Les inondations se font de plus en plus fréquentes au Niger. A tel point qu’elle provoque la mort. Les inondations ont fait au moins 8 morts et 2 000 sans-abri au courant du mois d’août. L’on redoute que ces inondations provoquent l’invasion de criquets dans le pays.

Les inondations au Niger, en plus des dégâts matériels, ont causé la mort de huit personnes, dont des enfants, depuis le début du mois. Ces inondations ont également fait 2 000 sinistrés, d’après un nouveau bilan rendu public ce mardi.

Un lourd bilan

Selon le maire de la commune de Dan-Issa dans la région de Maradi, quatre jeunes filles âgées de 2 à 5 ans sont mortes ensevelis dans leur maison, ce dimanche. D’autres villes du pays font état de morts du fait des inondations. Ainsi à Agadez, la chute d’un mur a causé la mort d’une fillette de 5 ans, des torrents ont emportés un militaire. Les enfants ne sont pas épargnés par ces inondations, ils en sont les premières victimes.

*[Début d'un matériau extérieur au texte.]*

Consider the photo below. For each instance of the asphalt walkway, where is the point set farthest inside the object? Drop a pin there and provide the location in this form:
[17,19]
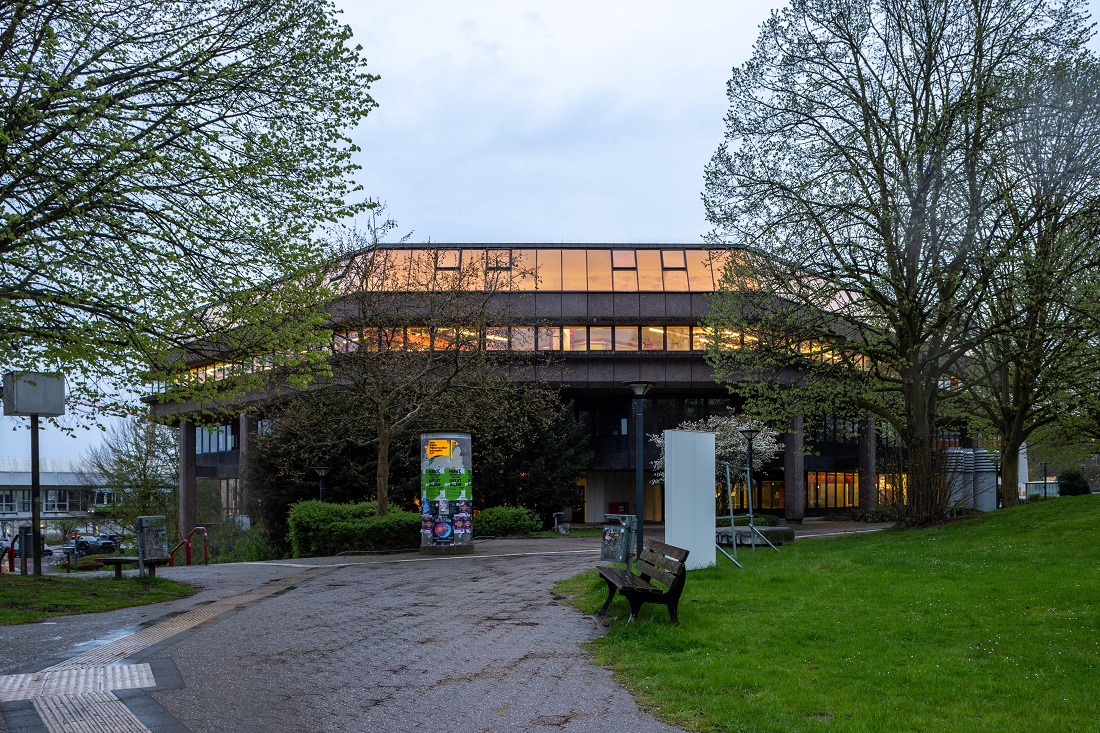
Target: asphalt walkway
[387,644]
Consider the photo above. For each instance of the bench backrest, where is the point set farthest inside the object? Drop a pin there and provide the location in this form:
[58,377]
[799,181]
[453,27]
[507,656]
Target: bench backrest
[661,562]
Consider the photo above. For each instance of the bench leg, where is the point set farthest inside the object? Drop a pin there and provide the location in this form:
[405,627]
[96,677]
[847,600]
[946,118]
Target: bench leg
[611,594]
[635,606]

Deux autres fillettes âgées de 3 et 5 ans ont péri ce dimanche dans l’effondrement de leur maison dans le village de Zinder où 135 millimètres de pluies sont tombés en quelques heures, a rapporté la radio privée Anfani. Les inondations ont fait de nombreux blessés, dont deux femmes enceintes à Zinder et Maradi. Elles ont également laissé plus de 2 000 personnes sans abris, dont plus d’un millier dans la seule ville de Maradi et quelque 300 à Agadez, selon les autorités locales. Les sinistrés quant à eux, ont été relogés dans des écoles.

Risque d’invasion de criquets

En outre, les inondations survenues depuis le début du mois d’août risquent de provoquer une « invasion massive » de criquets pèlerins. « Des effectifs importants de criquets, tous stades de développement confondus, sont observés dans le Nord désertique nigérien, allant des ailés de 500 à 750 individus par hectare aux larves de 1 000 à 7 200 par hectare », a indiqué ce dimanche le bureau de la coordination des affaires humanitaires (OCHA) de l’ONU, dans son dernier bulletin publié à Niamey. « Il s’agit d’un signe évident que les criquets sont en train de se reproduire de façon échelonnée dans les foyers les plus actifs du pays », prévient l’agence onusienne. Actuellement, la campagne agricole bat son plein au Niger, pays très sec, souvent confronté à de sévères crises alimentaires du fait de la sécheresse ou des dégâts causés par les criquets.